When conviction about the outlook is diminished, investors should return to their benchmarks

While it makes sense to sail away from your benchmark, fishing for extra returns, when the seas are calm, when the storm clouds start to gather, returning to the harbour and the safety of your benchmark is not cowardly.

That said, investors should be aware that market moves will have repositioned their asset allocation for them.

So investors who started the year overweight equities may now be closer to neutral already and those who started at neutral may well be underweight now.

Given the inherent uncertainty about how the virus, policy and political response will evolve, I would not advocate being overweight equities or credit yet.
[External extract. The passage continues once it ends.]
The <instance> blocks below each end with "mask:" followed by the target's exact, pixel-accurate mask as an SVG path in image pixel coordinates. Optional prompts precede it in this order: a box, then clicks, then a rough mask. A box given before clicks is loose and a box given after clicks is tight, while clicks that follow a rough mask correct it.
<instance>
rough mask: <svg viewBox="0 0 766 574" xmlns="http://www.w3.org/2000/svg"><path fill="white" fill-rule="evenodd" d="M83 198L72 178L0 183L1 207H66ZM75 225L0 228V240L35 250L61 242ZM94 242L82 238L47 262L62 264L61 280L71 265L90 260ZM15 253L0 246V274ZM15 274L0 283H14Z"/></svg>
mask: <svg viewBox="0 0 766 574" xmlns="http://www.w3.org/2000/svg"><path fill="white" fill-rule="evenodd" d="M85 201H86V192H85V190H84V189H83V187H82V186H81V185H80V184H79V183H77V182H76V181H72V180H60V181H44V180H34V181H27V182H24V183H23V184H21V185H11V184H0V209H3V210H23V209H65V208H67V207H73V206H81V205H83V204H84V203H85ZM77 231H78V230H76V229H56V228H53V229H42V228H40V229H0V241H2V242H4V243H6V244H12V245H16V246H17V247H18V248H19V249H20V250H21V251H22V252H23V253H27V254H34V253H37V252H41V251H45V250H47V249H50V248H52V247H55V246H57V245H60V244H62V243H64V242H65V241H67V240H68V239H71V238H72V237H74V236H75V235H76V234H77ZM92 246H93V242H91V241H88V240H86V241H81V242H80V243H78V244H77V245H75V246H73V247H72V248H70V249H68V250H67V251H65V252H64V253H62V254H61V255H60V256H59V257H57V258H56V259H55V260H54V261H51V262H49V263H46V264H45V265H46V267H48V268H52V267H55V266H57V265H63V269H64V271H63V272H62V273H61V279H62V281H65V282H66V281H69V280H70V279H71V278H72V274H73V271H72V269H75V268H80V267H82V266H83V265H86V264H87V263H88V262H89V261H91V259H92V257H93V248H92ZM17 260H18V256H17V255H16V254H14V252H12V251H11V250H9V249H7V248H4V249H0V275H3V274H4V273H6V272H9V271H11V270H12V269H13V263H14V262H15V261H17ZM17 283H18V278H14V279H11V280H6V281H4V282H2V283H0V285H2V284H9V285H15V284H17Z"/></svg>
However, given valuations now look more attractive than they did at the start of the year, those who find themselves underweight risk assets may want to rebalance towards neutral.

Focus on quality and value

Within equities, which stocks could still have the furthest to fall if the outlook continues to deteriorate?

The most obvious answer is those which will not survive this shock to the economy.

Quality focus is essential when looking for value after a sell-off

Those companies that took on too much debt during the good times could be shown to have been swimming naked, once the tide has gone all the way out.

And some companies, through no fault of their own, will find themselves in a precarious financial position.

Quality companies, those with strong balance sheets and healthy cashflow generation relative to interest costs, are most likely to survive any hit to the economy. 

This quality focus is essential when looking for value after a sell-off, in order to avoid value traps, which look cheap but could end up going bust.

Beyond cheap companies that might go bust, one probably also wants to avoid being overweight companies which are still expensive, despite the year to date moves in markets.

The market already knows that low interest rates and oil prices are going to hit financial and energy companies’ profits.